Invited Session Tue.1.H 0112

Tuesday, 10:30 - 12:00 h, Room: H 0112

Cluster 16: Nonlinear programming [...]

Real-time optimization I


Chair: Victor M. Zavala and Sebastian Sager



Tuesday, 10:30 - 10:55 h, Room: H 0112, Talk 1

Hans Joachim Ferreau
The ACADO code generation tool for high-speed model predictive control and moving horizon estimation

Coauthors: Moritz Diehl, Rien Quirynen, Milan Vukov


Model predictive control (MPC) is an advanced feedback control strategy that predicts and optimises the future behaviour of a dynamic system in real-time. This requires full knowledge of the current system state, which typically needs to be estimated from noisy measurements, e.g., by means of moving horizon estimation (MHE). Both MPC and MHE require to solve a constrained, nonlinear optimisation problem in real-time, possibly on slow embedded hardware. The recently proposed ACADO Code Generation tool allows the user to automatically export nonlinear real-time iteration algorithms that are customised based on a symbolic MPC/MHE problem formulation. This talk presents major algorithmic extensions of this tool: First, it now also handles dynamic systems described by differential algebraic equations. Second, not only explicit but also implicit Runge-Kutta integrators can be exported now. Third, auto-generated sparse quadratic programming solvers have been added for speeding-up solution in case of long prediction horizons. We illustrate the efficiency of the exported MPC/MHE algorithms by controlling small-scale but challenging nonlinear systems at sampling times of a few milliseconds.

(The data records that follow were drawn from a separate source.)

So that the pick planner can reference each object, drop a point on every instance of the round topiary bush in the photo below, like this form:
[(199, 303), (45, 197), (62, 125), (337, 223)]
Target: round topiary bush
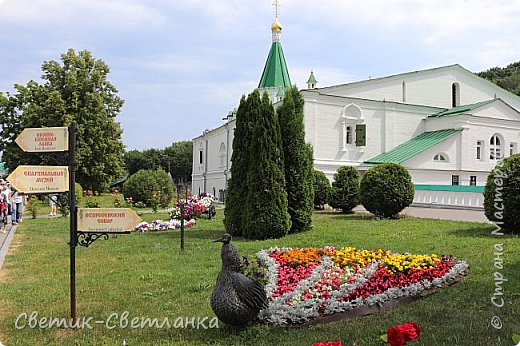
[(344, 194), (386, 190), (321, 190), (149, 187), (502, 194)]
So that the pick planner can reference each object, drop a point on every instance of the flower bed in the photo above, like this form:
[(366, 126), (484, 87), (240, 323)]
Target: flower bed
[(303, 284), (159, 225), (194, 207)]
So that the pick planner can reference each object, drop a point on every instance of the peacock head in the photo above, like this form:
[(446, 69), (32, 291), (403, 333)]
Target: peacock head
[(226, 239)]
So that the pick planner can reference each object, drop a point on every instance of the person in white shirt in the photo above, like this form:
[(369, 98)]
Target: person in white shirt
[(7, 193), (18, 204)]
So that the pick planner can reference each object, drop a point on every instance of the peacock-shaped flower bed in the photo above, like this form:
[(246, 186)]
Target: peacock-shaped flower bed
[(303, 284)]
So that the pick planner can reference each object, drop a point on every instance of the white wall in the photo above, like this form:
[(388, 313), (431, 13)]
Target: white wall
[(428, 87)]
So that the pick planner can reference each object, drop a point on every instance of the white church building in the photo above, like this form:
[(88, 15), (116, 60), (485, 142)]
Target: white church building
[(445, 125)]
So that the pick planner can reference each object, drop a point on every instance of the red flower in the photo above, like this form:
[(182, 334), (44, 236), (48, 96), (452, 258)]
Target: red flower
[(402, 333)]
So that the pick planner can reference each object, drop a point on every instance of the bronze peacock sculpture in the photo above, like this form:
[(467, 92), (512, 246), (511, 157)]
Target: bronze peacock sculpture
[(236, 299)]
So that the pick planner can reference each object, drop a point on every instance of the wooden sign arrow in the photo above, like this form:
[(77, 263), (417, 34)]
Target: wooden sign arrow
[(40, 179), (46, 139), (107, 220)]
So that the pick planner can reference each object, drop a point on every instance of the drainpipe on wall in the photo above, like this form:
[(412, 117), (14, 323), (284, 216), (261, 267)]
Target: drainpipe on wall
[(206, 166), (227, 157)]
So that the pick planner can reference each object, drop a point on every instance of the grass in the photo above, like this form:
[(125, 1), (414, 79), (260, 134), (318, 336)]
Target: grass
[(148, 276)]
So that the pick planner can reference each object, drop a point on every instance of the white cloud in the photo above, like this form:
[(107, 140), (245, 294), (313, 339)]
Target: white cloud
[(180, 63), (83, 13)]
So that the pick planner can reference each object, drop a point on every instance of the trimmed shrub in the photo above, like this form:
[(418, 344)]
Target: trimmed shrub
[(265, 208), (237, 184), (297, 159), (386, 190), (321, 190), (147, 185), (344, 193), (502, 194)]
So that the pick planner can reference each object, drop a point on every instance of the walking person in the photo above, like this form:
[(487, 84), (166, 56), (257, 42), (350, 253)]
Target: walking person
[(18, 204), (6, 190)]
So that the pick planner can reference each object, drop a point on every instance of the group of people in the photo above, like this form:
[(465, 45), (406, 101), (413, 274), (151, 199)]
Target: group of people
[(11, 205)]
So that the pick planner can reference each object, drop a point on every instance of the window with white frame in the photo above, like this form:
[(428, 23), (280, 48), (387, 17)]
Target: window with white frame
[(222, 155), (440, 158), (480, 146), (495, 147), (455, 180), (353, 130), (348, 135)]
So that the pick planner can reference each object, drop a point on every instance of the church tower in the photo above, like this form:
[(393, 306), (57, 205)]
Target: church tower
[(275, 77)]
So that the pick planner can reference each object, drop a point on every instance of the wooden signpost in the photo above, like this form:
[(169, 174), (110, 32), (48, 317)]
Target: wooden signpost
[(40, 179), (93, 222), (39, 140)]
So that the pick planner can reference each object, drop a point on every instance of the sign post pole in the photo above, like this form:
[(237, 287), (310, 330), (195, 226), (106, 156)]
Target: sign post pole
[(73, 221)]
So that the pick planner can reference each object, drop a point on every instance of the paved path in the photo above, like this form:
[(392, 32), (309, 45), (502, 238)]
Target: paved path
[(472, 215)]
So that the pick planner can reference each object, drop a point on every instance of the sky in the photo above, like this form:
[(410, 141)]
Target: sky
[(182, 65)]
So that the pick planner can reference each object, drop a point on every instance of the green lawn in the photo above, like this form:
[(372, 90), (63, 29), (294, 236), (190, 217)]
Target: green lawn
[(148, 276)]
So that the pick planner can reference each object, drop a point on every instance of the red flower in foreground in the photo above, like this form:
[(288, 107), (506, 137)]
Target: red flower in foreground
[(402, 333), (328, 343)]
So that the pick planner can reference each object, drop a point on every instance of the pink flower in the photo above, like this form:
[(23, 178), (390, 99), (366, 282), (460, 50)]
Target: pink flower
[(328, 343), (399, 335)]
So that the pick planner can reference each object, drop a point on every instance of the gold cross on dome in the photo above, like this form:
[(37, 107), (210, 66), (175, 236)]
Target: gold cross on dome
[(276, 5)]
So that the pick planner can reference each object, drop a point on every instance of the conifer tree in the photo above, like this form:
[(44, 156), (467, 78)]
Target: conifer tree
[(266, 214), (237, 184), (299, 170)]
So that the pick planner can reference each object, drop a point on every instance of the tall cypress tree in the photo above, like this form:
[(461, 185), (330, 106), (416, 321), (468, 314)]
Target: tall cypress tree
[(298, 163), (237, 184), (266, 214)]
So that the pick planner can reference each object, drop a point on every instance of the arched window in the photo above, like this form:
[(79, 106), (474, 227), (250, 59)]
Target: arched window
[(222, 155), (348, 139), (495, 147), (440, 158), (352, 122), (455, 94)]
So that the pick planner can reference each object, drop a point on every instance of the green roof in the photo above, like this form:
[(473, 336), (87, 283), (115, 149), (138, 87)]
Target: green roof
[(275, 71), (412, 147), (119, 181), (460, 109), (312, 79), (454, 188)]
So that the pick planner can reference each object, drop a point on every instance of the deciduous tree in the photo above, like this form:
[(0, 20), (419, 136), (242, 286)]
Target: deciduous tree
[(75, 90)]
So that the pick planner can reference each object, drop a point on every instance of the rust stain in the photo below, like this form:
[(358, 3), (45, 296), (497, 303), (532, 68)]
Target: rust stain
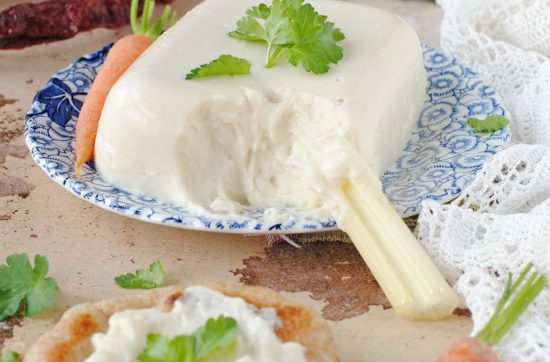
[(12, 186), (12, 150), (331, 271), (6, 328), (5, 101)]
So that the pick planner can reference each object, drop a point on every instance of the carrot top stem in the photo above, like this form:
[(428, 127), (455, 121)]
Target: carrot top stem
[(510, 307), (148, 26)]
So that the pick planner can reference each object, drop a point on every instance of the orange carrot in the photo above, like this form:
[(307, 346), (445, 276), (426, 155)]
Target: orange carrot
[(507, 311), (469, 350), (121, 56)]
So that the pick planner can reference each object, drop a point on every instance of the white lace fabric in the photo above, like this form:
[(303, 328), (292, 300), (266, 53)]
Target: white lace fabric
[(508, 43)]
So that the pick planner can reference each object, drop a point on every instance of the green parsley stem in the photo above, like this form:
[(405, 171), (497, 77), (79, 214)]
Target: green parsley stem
[(508, 311)]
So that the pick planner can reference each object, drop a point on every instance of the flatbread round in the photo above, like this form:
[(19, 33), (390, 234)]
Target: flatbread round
[(70, 339)]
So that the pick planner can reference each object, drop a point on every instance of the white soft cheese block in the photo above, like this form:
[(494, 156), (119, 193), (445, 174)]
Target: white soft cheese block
[(278, 137)]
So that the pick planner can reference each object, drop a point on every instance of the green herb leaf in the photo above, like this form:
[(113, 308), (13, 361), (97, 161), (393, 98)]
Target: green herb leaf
[(10, 356), (261, 11), (148, 26), (164, 349), (488, 125), (293, 29), (20, 282), (313, 37), (143, 278), (215, 335), (515, 299), (224, 65)]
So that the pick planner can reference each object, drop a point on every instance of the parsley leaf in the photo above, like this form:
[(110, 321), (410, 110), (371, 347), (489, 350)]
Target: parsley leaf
[(215, 335), (293, 29), (163, 349), (314, 45), (488, 125), (19, 282), (143, 278), (225, 65), (10, 356)]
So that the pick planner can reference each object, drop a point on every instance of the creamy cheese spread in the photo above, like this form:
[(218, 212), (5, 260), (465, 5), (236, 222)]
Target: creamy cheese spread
[(276, 138), (126, 337)]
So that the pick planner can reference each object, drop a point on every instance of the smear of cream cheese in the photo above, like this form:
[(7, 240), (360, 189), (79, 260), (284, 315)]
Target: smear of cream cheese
[(278, 141), (270, 149), (127, 334)]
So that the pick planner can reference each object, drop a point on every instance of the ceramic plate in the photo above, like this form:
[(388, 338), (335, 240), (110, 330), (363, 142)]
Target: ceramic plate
[(442, 156)]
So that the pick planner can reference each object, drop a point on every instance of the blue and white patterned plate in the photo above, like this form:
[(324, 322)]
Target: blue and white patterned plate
[(441, 158)]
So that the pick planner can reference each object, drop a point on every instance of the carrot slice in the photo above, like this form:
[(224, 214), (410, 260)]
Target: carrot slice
[(121, 56)]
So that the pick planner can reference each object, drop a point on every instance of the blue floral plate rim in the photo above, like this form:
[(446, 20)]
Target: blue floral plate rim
[(441, 158)]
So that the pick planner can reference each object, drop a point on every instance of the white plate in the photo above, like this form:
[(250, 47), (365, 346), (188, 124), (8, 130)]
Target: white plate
[(442, 156)]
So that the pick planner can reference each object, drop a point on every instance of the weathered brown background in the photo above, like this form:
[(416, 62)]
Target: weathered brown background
[(88, 246)]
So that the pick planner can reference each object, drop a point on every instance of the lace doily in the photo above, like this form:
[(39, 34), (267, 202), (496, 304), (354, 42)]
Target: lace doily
[(502, 221)]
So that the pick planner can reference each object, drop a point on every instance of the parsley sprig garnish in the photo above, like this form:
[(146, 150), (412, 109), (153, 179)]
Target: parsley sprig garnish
[(216, 335), (225, 65), (490, 124), (22, 286), (293, 30), (143, 278), (518, 294)]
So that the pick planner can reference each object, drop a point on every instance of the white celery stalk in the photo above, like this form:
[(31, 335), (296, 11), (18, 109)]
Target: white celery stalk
[(414, 286)]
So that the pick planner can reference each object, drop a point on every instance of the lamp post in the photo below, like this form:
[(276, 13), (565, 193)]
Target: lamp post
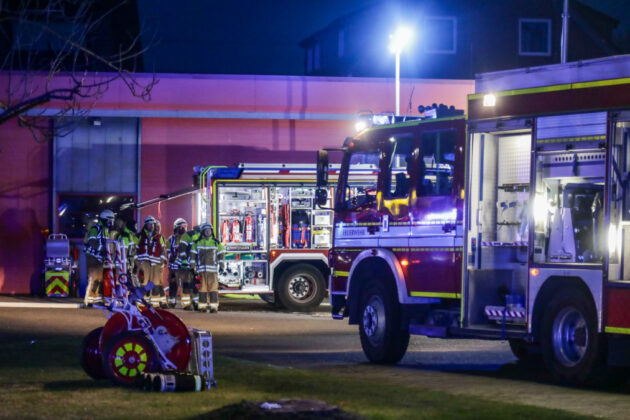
[(397, 42)]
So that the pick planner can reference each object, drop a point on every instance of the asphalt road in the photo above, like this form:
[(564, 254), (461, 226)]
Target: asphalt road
[(254, 331)]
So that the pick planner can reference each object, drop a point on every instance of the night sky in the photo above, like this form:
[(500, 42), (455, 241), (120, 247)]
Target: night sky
[(254, 36)]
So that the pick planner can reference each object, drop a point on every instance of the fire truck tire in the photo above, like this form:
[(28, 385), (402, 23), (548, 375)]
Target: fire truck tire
[(301, 288), (382, 339), (127, 356), (571, 346), (524, 351), (91, 355)]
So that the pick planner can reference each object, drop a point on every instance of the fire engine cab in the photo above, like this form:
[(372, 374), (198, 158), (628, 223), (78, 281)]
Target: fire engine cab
[(512, 225), (275, 241)]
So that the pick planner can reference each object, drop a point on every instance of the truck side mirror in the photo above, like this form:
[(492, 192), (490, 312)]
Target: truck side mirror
[(321, 197), (322, 168)]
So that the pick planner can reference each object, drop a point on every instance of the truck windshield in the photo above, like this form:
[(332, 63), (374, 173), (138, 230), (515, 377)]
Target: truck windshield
[(361, 181)]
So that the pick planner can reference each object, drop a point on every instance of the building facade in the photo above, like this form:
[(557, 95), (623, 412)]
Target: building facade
[(457, 39), (127, 150)]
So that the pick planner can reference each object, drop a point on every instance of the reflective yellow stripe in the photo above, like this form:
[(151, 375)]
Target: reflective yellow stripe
[(437, 294), (617, 330), (567, 86)]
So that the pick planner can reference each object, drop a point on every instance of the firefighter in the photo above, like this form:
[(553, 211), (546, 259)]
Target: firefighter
[(96, 250), (179, 229), (129, 241), (206, 251), (158, 297), (151, 254), (185, 275)]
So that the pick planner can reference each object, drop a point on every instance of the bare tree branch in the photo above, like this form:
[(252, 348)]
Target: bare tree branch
[(52, 50)]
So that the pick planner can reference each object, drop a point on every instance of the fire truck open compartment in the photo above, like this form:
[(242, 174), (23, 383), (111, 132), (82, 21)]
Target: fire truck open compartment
[(496, 278), (253, 220)]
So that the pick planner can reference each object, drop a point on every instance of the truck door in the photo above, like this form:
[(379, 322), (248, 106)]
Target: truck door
[(394, 200), (435, 239), (617, 316), (358, 221)]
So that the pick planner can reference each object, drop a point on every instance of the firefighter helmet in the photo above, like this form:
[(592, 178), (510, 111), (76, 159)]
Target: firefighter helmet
[(179, 222), (107, 215)]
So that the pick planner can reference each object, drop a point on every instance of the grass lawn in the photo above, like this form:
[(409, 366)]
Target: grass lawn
[(44, 380)]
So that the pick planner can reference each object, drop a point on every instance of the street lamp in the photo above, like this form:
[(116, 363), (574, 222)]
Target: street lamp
[(397, 42)]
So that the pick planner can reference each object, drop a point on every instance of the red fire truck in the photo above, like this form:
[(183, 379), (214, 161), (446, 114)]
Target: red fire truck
[(513, 224), (275, 240)]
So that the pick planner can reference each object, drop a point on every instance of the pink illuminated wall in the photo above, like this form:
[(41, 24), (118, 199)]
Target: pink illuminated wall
[(194, 120), (24, 208)]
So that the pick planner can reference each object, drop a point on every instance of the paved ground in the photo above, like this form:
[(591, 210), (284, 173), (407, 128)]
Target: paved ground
[(252, 330)]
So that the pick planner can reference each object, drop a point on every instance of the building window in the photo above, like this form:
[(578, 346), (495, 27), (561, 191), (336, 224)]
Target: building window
[(309, 60), (534, 36), (340, 42), (316, 57), (440, 35)]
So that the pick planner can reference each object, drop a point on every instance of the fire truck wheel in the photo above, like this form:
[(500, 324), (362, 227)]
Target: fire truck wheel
[(524, 351), (382, 339), (91, 355), (571, 345), (301, 288), (127, 356)]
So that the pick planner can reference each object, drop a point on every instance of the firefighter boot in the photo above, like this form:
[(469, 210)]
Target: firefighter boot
[(172, 295), (203, 301), (214, 302), (155, 296)]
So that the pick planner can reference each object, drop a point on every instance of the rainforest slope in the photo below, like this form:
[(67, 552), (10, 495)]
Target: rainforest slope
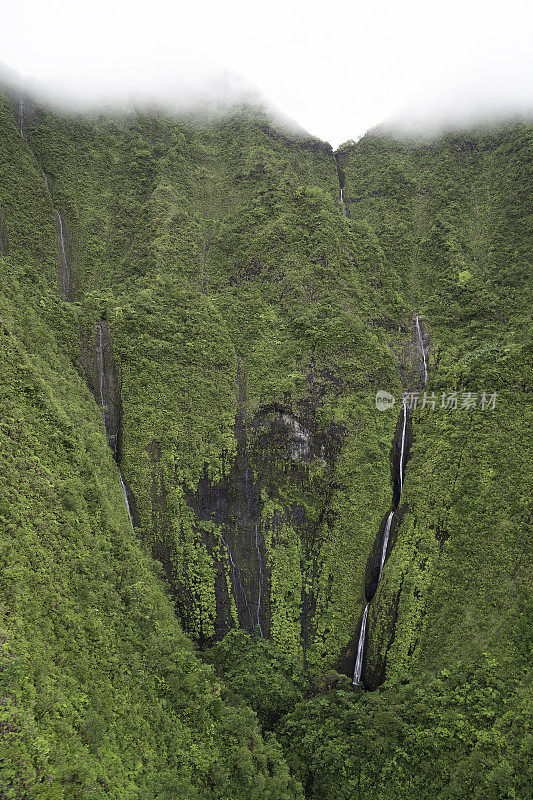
[(251, 319)]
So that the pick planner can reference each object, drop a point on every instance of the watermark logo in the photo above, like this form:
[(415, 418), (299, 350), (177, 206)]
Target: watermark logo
[(462, 401), (384, 400)]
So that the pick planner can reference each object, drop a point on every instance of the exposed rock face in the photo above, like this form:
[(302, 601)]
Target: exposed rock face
[(273, 449)]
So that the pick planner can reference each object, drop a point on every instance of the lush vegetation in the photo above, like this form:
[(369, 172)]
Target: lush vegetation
[(205, 653)]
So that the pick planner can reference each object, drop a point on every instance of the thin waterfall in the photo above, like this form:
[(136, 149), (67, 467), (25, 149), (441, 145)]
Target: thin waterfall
[(103, 409), (65, 274), (388, 525), (386, 536), (358, 669), (236, 581), (21, 114), (341, 201), (402, 450), (260, 591), (128, 509), (421, 340), (101, 375)]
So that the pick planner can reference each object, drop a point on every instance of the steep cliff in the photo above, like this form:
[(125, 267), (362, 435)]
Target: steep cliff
[(204, 290)]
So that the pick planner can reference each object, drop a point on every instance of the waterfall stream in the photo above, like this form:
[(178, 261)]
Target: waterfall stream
[(358, 669), (21, 115), (422, 348), (398, 469), (341, 201), (402, 450), (386, 536), (260, 591), (64, 278), (103, 403)]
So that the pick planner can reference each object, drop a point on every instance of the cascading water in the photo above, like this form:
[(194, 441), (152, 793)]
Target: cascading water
[(236, 582), (127, 502), (386, 537), (341, 201), (260, 591), (422, 348), (402, 449), (358, 669), (399, 469), (21, 114), (103, 403), (64, 278)]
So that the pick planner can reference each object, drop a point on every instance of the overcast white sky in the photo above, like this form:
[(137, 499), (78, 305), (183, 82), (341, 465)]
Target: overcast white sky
[(335, 67)]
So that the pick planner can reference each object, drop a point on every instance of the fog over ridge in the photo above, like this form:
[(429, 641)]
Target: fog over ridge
[(337, 72)]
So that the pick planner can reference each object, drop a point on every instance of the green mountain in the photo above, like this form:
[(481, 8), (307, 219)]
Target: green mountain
[(198, 487)]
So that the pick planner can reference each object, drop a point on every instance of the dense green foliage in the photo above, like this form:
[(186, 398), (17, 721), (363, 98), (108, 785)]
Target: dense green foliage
[(251, 323), (448, 735)]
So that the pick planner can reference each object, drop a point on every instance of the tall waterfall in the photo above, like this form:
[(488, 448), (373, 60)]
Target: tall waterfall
[(21, 114), (260, 590), (386, 537), (127, 502), (64, 278), (102, 402), (398, 469), (341, 202), (421, 340), (101, 373), (402, 448), (358, 669)]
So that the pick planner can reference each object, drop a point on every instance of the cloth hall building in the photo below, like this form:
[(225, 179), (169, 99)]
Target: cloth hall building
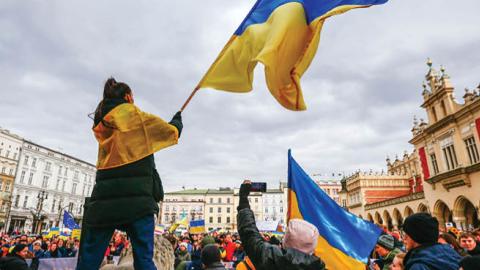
[(440, 176)]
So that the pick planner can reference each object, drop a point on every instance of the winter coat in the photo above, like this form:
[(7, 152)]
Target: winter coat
[(388, 260), (432, 257), (216, 266), (238, 256), (229, 249), (128, 192), (183, 255), (475, 251), (53, 254), (267, 256), (15, 262), (245, 265)]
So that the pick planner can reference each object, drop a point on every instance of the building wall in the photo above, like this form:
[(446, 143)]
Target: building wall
[(448, 149), (65, 180), (10, 148), (443, 171), (220, 210), (178, 204)]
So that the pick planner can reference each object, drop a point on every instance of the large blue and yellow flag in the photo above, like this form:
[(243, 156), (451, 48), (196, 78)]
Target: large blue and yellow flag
[(345, 241), (281, 34)]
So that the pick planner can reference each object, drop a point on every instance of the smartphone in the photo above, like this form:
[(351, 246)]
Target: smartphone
[(259, 187)]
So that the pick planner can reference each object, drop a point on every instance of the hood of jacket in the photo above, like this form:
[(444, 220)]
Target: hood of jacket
[(434, 257)]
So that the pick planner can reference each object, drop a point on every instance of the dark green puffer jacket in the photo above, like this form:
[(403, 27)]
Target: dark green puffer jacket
[(124, 194)]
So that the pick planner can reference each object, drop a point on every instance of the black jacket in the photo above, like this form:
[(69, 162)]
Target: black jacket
[(267, 256), (124, 194), (14, 262)]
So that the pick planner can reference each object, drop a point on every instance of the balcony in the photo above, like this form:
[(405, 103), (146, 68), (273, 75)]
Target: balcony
[(454, 178), (407, 198)]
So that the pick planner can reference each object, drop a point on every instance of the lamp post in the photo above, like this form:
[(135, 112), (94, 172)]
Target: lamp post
[(42, 195), (60, 211), (8, 203)]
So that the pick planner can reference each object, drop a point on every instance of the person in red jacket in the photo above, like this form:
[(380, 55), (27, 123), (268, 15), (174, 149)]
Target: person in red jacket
[(229, 247)]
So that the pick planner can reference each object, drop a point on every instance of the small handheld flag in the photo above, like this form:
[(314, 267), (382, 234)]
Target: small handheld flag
[(345, 241), (281, 34)]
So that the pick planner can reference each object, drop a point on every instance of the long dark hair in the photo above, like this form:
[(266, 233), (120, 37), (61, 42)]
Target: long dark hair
[(111, 90)]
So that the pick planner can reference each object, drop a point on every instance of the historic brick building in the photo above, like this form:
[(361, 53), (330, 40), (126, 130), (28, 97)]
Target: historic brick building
[(441, 176)]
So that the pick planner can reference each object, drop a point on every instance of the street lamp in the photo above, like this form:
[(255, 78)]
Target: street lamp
[(42, 195), (8, 203), (60, 211)]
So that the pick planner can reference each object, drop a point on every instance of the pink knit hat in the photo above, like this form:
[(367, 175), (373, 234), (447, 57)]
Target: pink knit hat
[(301, 235)]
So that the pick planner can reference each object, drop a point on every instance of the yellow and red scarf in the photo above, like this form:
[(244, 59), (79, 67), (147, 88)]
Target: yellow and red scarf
[(128, 134)]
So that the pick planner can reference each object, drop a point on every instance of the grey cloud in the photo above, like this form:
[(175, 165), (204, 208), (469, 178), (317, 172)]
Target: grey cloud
[(362, 89)]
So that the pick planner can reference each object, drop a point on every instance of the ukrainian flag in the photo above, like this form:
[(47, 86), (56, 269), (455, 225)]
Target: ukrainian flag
[(281, 34), (345, 241)]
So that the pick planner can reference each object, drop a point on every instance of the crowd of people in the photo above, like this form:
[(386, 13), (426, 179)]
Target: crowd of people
[(15, 249), (420, 244)]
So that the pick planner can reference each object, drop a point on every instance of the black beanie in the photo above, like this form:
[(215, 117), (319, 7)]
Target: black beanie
[(422, 228), (18, 248), (470, 263), (210, 254)]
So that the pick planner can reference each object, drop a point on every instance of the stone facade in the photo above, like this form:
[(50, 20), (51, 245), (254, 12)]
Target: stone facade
[(48, 182), (10, 148)]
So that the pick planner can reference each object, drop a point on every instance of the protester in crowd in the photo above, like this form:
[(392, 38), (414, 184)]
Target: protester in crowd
[(211, 258), (470, 263), (53, 251), (397, 263), (61, 247), (70, 250), (467, 241), (238, 254), (449, 239), (15, 260), (385, 247), (219, 242), (126, 177), (229, 247), (421, 236), (196, 255), (38, 252), (299, 242), (476, 233), (118, 244), (246, 264), (182, 252), (274, 241)]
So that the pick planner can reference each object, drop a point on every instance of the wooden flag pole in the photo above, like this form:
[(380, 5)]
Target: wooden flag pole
[(189, 98)]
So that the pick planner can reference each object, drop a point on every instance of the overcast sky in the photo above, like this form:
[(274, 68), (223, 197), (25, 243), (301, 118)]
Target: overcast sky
[(362, 89)]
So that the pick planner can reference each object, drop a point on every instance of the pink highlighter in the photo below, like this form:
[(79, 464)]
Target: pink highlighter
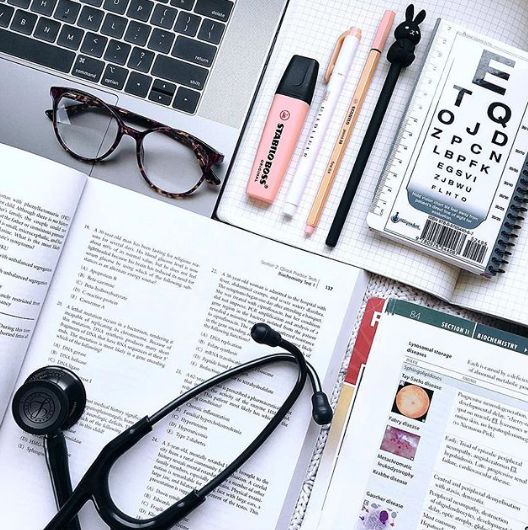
[(283, 127)]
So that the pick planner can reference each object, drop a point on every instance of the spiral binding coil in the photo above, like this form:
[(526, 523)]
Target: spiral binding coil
[(514, 216)]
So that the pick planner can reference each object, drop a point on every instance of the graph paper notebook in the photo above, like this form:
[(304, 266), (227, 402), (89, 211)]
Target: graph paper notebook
[(456, 181), (311, 29)]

Tuesday, 11:00 - 11:25 h, Room: H 0112, Talk 2

Janick Frasch
Fast mixed-level iteration schemes for nonlinear model predictive control on multicore architectures

Coauthors: Hans-Georg Bock, Sebastian Sager, Leonard Wirsching


Nonlinear model predictive control (MPC) algorithms generally require the (approximate) solution of a nonlinear program (NLP) at each sampling time for feedback generation. Providing sufficiently high feedback rates therefore poses a major computational challenge for systems with fast dynamics. Recent approaches to overcome this challenge extend the multiple shooting-based real-time iteration scheme to multi-level iteration schemes. These algorithms generate feedback by repeatedly solving a quadratic program (QP), updating its data parts - constraint residuals, gradients, and Hessians and constraint Jacobians of the NLP - on three levels of increasing computational complexity.
In this contribution we consider mixed-level updates of the QP data, which intervalwise apply different update levels. In particular we apply higher-level updates more frequently on the first intervals of the control horizon, given their importance in the MPC context. Targeting at modern computers with multi-core processing units, we describe an efficient parallel implementation of the mixed-level iteration approach and apply it to a benchmark problem from automotive engineering.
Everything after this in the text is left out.